Many symptoms are associated with Degenerative Cervical Myelopathy (DCM), but not all people are affected in the same way. DCM can be progressive, so symptoms may worsen over time, but the rate of progression varies from one person to the next. We currently do not fully understand what a ‘typical’ symptom of DCM is, as people can experience a wide range of symptoms; therefore, we refer to them here as ‘frequent’ and ‘less frequent’ symptoms.
If you have been diagnosed with DCM, you can help us to understand its symptoms by completing our survey The Myelopathy.org Symptom Inventory (MOSI).
You can read more about this survey in the Research section of our website.
- Neck pain and stiffness
- Tingling (paraesthesia) or numbness in the limbs (often starting in fingertips or toes)
- Clumsiness in the hands (loss of manual coordination/dexterity)
- Imbalance, leading to falls
- Difficulties with walking, and immobility
- Disturbance of bladder function, such as ‘increased urgency’ or incontinence/urinary retention
- Pain in the limbs or trunk
Less Frequent Symptoms
- Disturbance of bowel function
- Unilateral or bilateral limb or body pain, weakness or stiffness
- Unilateral or bilateral limb or body numbness
- Unusual sensory symptoms (dysesthesia)
- Chest tightness
- Respiratory dysfunction
- Hypertension (high blood pressure)
- Lower back pain
- Vision disturbances (upon neck extension)
- Not feeling like yourself/low mood/depression
- Increased reflexes
- Reduced coordination
- Imbalance when eyes are closed
- Difficulties tandem walking
- Lhermitte’s sign
Initially, the compression of the spinal cord may not cause any symptoms, so the affected person may not know that the damage has occurred. This is probably due to the body’s ability to adapt and mask subtle problems, and may also be due to some limited repair of the spinal cord. These subtle changes at present can only be detected using special imaging techniques, which currently are generally confined to research studies.
Early symptoms will be subtle. They are often mistaken for ‘getting older’ or another condition.
In DCM, neurological symptoms may often be combined with symptoms resulting from the underlying wear-and-tear arthritis of the neck, which includes neck stiffness and pain.

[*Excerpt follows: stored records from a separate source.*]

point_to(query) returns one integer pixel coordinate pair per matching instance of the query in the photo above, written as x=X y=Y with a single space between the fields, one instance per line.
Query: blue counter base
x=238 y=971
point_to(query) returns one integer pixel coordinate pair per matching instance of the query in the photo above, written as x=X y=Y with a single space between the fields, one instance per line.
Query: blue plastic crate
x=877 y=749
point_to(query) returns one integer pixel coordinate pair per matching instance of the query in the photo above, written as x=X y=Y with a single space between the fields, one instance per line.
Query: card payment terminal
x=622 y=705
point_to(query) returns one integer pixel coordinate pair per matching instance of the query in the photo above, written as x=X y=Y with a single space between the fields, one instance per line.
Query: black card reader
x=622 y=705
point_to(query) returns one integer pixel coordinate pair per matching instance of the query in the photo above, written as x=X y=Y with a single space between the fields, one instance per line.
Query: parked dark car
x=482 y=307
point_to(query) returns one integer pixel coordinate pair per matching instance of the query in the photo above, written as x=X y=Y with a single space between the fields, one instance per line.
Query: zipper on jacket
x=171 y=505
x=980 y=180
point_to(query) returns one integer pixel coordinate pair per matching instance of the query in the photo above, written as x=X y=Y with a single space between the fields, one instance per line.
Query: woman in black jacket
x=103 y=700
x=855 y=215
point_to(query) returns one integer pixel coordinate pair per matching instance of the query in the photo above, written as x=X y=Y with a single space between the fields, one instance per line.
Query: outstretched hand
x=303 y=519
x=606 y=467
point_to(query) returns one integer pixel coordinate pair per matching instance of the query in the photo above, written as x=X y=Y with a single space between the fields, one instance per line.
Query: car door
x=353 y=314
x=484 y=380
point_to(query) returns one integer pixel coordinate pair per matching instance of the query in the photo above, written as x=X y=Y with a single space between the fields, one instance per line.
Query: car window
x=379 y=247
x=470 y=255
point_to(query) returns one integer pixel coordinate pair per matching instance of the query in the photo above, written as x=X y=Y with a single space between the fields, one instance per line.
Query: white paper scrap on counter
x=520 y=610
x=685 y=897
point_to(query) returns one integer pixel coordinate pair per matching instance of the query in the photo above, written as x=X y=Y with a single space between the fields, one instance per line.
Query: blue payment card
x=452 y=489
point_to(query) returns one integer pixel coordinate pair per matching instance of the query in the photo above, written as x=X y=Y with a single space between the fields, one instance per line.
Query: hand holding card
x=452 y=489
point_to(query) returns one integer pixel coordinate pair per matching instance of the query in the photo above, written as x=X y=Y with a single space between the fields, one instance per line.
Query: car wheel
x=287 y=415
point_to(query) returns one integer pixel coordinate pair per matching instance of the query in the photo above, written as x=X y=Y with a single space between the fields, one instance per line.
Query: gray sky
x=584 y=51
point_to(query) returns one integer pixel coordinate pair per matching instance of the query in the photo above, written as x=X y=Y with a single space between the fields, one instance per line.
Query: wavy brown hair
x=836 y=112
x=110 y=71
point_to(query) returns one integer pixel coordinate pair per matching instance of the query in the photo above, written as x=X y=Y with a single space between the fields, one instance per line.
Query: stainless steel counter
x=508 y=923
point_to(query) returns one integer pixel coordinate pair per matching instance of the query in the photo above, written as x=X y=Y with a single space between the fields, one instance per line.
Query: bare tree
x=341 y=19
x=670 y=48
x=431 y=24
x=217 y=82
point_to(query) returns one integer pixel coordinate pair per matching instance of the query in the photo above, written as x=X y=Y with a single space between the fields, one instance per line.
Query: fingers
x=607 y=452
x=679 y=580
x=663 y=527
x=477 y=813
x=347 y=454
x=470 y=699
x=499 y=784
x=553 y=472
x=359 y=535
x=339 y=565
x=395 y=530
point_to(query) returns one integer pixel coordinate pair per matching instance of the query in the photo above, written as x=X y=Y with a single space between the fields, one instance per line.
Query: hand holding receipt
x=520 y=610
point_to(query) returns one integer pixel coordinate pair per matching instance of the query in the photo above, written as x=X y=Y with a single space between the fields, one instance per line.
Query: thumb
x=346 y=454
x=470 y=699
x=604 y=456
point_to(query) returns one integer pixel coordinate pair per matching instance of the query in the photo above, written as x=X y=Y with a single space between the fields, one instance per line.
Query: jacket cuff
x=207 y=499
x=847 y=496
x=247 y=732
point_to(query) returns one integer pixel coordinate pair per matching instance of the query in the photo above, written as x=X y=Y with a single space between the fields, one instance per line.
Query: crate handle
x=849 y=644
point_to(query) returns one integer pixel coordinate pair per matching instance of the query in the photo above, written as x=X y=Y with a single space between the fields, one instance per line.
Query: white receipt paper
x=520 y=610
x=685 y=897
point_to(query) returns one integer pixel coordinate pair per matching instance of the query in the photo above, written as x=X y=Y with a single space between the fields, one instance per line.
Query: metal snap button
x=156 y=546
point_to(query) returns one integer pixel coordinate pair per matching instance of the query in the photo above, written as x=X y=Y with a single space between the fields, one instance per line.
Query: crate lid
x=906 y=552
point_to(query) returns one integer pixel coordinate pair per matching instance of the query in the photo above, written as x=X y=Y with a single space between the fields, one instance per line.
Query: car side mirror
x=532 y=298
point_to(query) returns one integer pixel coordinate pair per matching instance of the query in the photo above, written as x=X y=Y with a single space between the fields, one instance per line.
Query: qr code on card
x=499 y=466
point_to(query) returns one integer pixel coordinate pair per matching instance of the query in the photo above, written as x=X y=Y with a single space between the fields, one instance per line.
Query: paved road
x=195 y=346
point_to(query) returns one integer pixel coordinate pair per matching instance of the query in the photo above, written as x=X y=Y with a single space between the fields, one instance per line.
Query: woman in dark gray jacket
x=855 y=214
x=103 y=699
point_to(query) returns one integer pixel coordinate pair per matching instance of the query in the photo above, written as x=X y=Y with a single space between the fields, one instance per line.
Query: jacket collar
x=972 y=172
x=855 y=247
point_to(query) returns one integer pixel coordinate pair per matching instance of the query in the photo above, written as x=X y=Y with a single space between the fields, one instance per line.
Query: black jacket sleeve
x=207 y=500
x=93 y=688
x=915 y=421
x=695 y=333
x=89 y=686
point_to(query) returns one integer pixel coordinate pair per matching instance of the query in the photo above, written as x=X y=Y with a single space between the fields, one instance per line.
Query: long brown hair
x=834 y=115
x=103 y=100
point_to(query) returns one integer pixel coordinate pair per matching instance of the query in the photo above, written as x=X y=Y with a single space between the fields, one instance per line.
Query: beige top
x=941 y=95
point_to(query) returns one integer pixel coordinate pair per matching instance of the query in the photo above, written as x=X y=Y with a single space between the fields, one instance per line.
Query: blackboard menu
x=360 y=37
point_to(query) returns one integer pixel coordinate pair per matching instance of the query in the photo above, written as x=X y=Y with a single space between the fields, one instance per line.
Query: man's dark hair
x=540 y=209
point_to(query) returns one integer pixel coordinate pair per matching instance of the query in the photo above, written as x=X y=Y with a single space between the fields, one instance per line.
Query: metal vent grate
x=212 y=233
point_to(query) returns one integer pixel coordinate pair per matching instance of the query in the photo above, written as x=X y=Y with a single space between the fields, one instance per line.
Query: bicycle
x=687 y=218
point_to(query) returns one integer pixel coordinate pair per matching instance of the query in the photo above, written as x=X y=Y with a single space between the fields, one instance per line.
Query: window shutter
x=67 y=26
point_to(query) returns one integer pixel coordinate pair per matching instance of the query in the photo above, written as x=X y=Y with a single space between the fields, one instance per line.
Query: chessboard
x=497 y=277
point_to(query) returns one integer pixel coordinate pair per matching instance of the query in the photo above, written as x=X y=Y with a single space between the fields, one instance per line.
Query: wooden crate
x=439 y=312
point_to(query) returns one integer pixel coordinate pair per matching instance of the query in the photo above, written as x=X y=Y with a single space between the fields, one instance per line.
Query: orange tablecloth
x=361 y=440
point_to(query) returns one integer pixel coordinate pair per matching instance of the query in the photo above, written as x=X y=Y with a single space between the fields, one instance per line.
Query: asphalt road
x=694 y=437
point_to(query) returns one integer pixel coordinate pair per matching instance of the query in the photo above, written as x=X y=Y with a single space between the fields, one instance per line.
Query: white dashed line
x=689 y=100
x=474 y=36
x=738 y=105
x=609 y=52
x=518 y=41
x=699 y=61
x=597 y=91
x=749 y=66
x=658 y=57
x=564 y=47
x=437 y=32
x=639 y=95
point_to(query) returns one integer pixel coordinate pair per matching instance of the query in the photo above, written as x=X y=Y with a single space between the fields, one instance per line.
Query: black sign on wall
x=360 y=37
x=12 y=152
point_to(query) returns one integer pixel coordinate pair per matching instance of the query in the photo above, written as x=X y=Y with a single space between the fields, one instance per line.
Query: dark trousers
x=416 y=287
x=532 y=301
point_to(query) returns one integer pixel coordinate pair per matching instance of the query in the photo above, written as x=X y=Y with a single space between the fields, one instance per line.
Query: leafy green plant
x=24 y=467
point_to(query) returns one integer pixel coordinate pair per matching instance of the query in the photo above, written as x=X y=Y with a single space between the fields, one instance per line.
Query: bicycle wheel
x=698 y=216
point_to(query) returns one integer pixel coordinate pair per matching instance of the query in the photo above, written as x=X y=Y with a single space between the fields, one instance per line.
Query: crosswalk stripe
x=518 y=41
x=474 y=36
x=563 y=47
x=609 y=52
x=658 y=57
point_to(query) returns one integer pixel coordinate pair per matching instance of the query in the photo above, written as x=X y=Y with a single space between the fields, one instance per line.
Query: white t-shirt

Furthermore, focal compression of nerves exiting the spinal cord, rather than compression of the spinal cord itself, can cause symptoms of radiculopathy, i.e. numbness and pain running into the arms and associated weakness.
However, pain is not always present.
In the early stages, DCM most commonly affects the hands, causing numbness and clumsiness, and commonly affects walking and balance. However, DCM can also affect the lower legs in isolation initially, incorrectly drawing suspicion of a lower back problem in the first instance.
DCM can occur at any age, but most individuals will be affected in the mid to late stages of life.
Your doctor may not recognise that these varied symptoms have a common cause, particularly in the early stages. Many frontline health professionals report an underconfidence in detecting neurological disease in general. The term ‘Neurophobia’ was coined for this (an avoidance of or unwillingness to investigate neurological patients’ symptoms) and led to NICE Clinical Guidance for Suspected Neurological Conditions (NG127). These guidelines have received significant criticism from the neurological community, including ourselves, as they largely focus on specific conditions (DCM for example is not included) and appear to assume a high level of knowledge amongst practitioners.
On the positive side, one must see these guidelines as a start and a work in progress. Their shortcomings likely reflect a lack of evidence base in how to detect neurological disease promptly. The early recognition of DCM presents many medical challenges, and delays can significantly worsen outcomes. Urgent progress is required. We are working with the global DCM community to refine the diagnostic criteria and to streamline the chain of referral to specialists.
Symptoms to Recognise
In the absence of a specific framework to support early diagnosis at this stage, alongside being mindful of the more frequent symptoms, our recommendation is to evaluate all symptoms and to look for symptom progression. DCM is typically a whole body experience, involving multiple problems. It is also typically progressive. Recognising this helps to steer away from diseases which may overlap (e.g. carpal tunnel syndrome).
Acute and Chronic Pain
Pain is a very common symptom of DCM, and managing it can be tricky. You may find the following episodes of our ‘Myelopathy Matters’ podcast helpful:
What You Should Do If You Suspect You Have DCM
Where DCM is suspected, an urgent MRI of the cervical spine is required. In many countries this can be accessed directly or via your family doctor. In the UK this will generally require a referral to a secondary care speciality, such as neurology. Regardless, it should be a priority.
Through our work with the Myelopathy.org community, we have identified that people with undiagnosed DCM often first seek help from allied professionals such as osteopaths or chiropractors. In some settings, these professionals can access MRI imaging directly. More often, as in the UK, this will need to be coordinated by a general practitioner.
Recognising this, Myelopathy.org has worked with the Institute of Osteopathy to produce a letter template to help individuals access an MRI through their general practitioner. It is broadly applicable for any context where DCM has been suspected and an MRI is sought.